全てのことが上手く行っている。問題が全く無い会社などありません。 必ず何かしらの問題を抱えているものです。ところが、職場の問題なり、社内の諸問題をどのように解決して良いのか、わからないという声をよく耳にします。会社が発展成長を目指すなら、それらは乗り越えなければならないハードルと言えるでしょう。  

 

 社内の問題解決のためには、まず最初に「現状の職場の仕事のやり方・進め方の良し悪し」について現場の共通認識を得ることが必要です。     「今の仕事のやり方の何処に問題があるのか。何が現状の問題なのか」全員の考えを一つにまとめることが求められます。皆の気持ちがバラバラのままでは状況は良い方向に動いていかないからです。 

 普段、仕事仲間であっても職場は他人の集まりです。ひとりひとりが違った思いで仕事をしています。ある人は職場の現状に問題があるなど考えたこともないかもしれません。これまでのやり方を変える必要があるとは少しも思っていない人は、それに反対することも考えられます。         だからこそ「現状への共通認識を得ること」が問題解決、改革のスタートラインになります。現場のベクトル合わせとも言えるでしょう。別の見方をすれば、ここが改革の最初の関門になります。 

 

 その際に求められるノウハウが「情報の整理の仕方、まとめ方」です。  多くの問題点を抱える会社においてよく見かけることは、現状の問題点が上手く整理できないことです。一つ一つの問題には様々な要因が絡み合っています。それをどのように解きほぐしてまとめるか。そこが問題です。

 

 このような問題解決の状況は、例えは悪いかもしれませんが、ゴミ屋敷と化した家みたいなものです。素人からすると、それをどのように片付けるか。何から手を付けて良いのか。皆目、検討もつきません。

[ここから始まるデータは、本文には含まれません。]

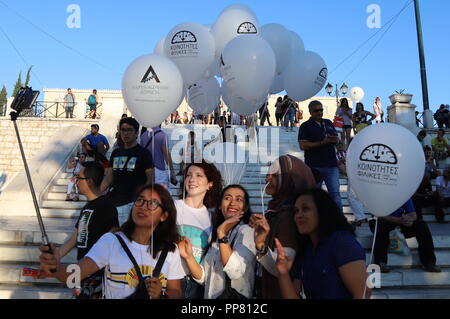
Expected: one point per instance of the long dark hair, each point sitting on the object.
(217, 216)
(213, 175)
(166, 233)
(330, 218)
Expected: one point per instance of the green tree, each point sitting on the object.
(18, 84)
(3, 99)
(27, 81)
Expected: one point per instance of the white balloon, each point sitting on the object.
(248, 66)
(159, 47)
(229, 158)
(356, 94)
(204, 96)
(191, 46)
(305, 76)
(277, 84)
(297, 45)
(240, 105)
(279, 38)
(233, 21)
(152, 88)
(385, 165)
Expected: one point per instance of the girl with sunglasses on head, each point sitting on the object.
(228, 269)
(147, 240)
(201, 191)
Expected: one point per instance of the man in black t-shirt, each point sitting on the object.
(129, 168)
(97, 217)
(318, 138)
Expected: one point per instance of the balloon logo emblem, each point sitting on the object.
(247, 28)
(379, 153)
(150, 75)
(184, 37)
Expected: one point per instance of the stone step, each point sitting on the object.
(412, 260)
(33, 292)
(411, 293)
(27, 254)
(415, 278)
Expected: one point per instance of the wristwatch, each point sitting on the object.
(223, 240)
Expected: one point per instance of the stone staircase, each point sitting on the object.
(20, 238)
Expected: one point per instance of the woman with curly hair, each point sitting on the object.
(201, 192)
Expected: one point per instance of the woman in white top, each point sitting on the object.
(75, 163)
(202, 188)
(152, 221)
(378, 110)
(231, 254)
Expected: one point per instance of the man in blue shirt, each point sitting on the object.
(317, 137)
(406, 218)
(95, 143)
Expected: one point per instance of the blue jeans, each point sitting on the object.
(330, 175)
(289, 117)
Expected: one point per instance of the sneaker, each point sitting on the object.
(384, 268)
(432, 268)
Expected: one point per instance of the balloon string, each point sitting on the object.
(371, 253)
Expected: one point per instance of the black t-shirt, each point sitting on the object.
(325, 155)
(96, 218)
(128, 166)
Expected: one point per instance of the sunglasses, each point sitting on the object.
(151, 204)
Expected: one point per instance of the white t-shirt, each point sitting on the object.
(120, 276)
(195, 224)
(445, 189)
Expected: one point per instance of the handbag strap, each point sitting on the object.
(130, 256)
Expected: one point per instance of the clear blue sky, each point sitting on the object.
(116, 32)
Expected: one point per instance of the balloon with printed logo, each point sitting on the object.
(191, 47)
(382, 167)
(305, 76)
(233, 21)
(356, 94)
(152, 87)
(240, 105)
(279, 38)
(204, 96)
(248, 66)
(159, 47)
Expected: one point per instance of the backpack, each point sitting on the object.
(92, 100)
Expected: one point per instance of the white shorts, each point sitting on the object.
(161, 177)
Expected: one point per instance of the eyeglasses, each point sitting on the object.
(127, 130)
(151, 204)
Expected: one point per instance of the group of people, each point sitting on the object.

 ところが、掃除のプロは、本なら本、缶なら缶と手際よく仕分していきます。本でも雑誌は雑誌、文庫本は文庫本というように取りまとめることで掃除を進めます。

 

 基本的に職場の問題解決も全く同じ考え方で進めていきます。違うのはそれがゴミなのか、頭の中の情報なのかだけの違いです。頭の中にある情報をいくつかの括りにまとめること。あるいは逆にそれらをくつかのテーマに分けること。そこが「解決の糸口」を見つけるポイントです。

 

 今の状況、現在起こっている出来事、事実を、人はどのように捉えるのでしょうか。一般的に二つのグループに分かれると思います。

  一つは何でもゴチャゴチャにして考える人たちです。彼らは何でもかんでもあれもこれもと状況を一緒くたしてしまいます。だから、何処から解きほぐして良いのかわかりません。よく注意してみると明らかに違う点や異なる状況がありますが、それをいくつかのパターンに分けることができません。

頭の中がこんがらがったまま混乱しているグループとも言えるでしょう。

情報を網羅的に、もしくは表層的に捉えてしまうと、このような状況に陥ってしまいます。

 もう一つのグループは、逆に何でもバラバラ、マチマチにしか考えられない人たちです。彼らは一つ一つの状況を全く別個のものとしか捉えられません。多少なりとも共通性や似たようなパターンがあるにもかかわらず、それをどの様にまとめて良いのかわかりません。頭の中がバラバラのまま混乱しているグループとも言えるでしょう。情報を断片的、羅列的に捉えてしまうと、頭の中がこのようになってしまいます。

 

 どちらのタイプも、このような陥りがちな状況から抜け出せない限り「解決の糸口」となるテーマを見つけることは難しいでしょう。

そのためにも、自身の頭の中を整理してまとめることが欠かせません。

 

今抱えている問題点をいくつかの括りにまとめること。現状の事実関係をいくつかのテーマに分けること。そこが「解決の糸口」を見つけるポイントです。

 

 自分の考えが整理できていないと、他者へ意見が巧く伝わりません。そのため、話し合いの場で議論が空回りして、堂々巡りになってしまいます。

 

  何事も順を追って進めなければ物事は上手く運びません。社内の問題解決もしっかりと手順を踏んで進めないと成功しないものです。問題解決のためには、会社なり現場の現状について、メンバーの共通認識を得る。ベクトルを合わせるという手順を最初に踏まなければなりません。